How are the phylogenetic trees reconstructed?
The SNP trees are calculated using a maximum compatibility algorithm that is efficient for closely related bacteria while dealing with input data quality issues. The algorithm is described in this paper (Cherry, J. 2017. A practical exact maximum compatibility algorithm for reconstruction of recent evolutionary history. BMC Bioinformatics: 2017 Feb 23;18(1):127. doi: 10.1186/s12859-017-1520-4). The VCF file output has a field that lists incompatible sites that were filtered by compat.
Can I download the software and run it myself?
Unfortunately the complete current pipeline is tied very tightly to many NCBI internal resources and so it can't be run outside of our environment.
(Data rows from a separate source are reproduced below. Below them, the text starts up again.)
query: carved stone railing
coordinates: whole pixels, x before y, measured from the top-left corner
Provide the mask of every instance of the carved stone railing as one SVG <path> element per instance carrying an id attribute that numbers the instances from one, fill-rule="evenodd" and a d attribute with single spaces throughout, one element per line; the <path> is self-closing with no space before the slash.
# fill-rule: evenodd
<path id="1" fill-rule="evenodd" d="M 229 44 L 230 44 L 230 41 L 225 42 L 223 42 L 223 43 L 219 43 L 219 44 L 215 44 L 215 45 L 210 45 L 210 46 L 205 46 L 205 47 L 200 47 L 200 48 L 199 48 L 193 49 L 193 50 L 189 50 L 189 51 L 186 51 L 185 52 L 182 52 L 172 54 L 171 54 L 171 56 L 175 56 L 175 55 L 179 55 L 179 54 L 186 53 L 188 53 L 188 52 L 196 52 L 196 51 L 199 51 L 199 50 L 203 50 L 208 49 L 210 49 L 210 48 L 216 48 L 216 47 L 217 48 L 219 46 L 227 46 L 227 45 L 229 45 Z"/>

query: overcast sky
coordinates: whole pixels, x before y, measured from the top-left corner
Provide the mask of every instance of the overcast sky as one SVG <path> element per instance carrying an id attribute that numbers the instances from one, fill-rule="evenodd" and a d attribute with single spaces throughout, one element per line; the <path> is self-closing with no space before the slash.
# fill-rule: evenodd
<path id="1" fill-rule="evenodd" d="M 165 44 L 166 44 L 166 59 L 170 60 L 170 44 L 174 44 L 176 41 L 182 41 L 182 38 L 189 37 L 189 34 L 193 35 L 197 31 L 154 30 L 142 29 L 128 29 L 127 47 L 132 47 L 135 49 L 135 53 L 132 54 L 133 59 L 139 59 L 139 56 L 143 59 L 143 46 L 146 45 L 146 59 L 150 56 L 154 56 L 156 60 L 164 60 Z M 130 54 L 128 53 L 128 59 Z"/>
We would like to make a distributable version, but we have not yet had development capacity to do so. Several pieces of software devloped by NCBI and used in the pipeline are available including:
- AMR, stress resistance, and virulence gene identification software AMRFinderPlus Paper and Software
- The assemblers SKESA and SAUTE Paper and Software
- The maximum compatibility phylogenetic inference software "compat" Paper and Software
- The PGAP annotation system Paper and Software
Is your SNP pipeline published?
Not yet. We're working on it :-)
In the meantime several of the components NCBI developed for the pipeline are published and open source See above and pipeline references).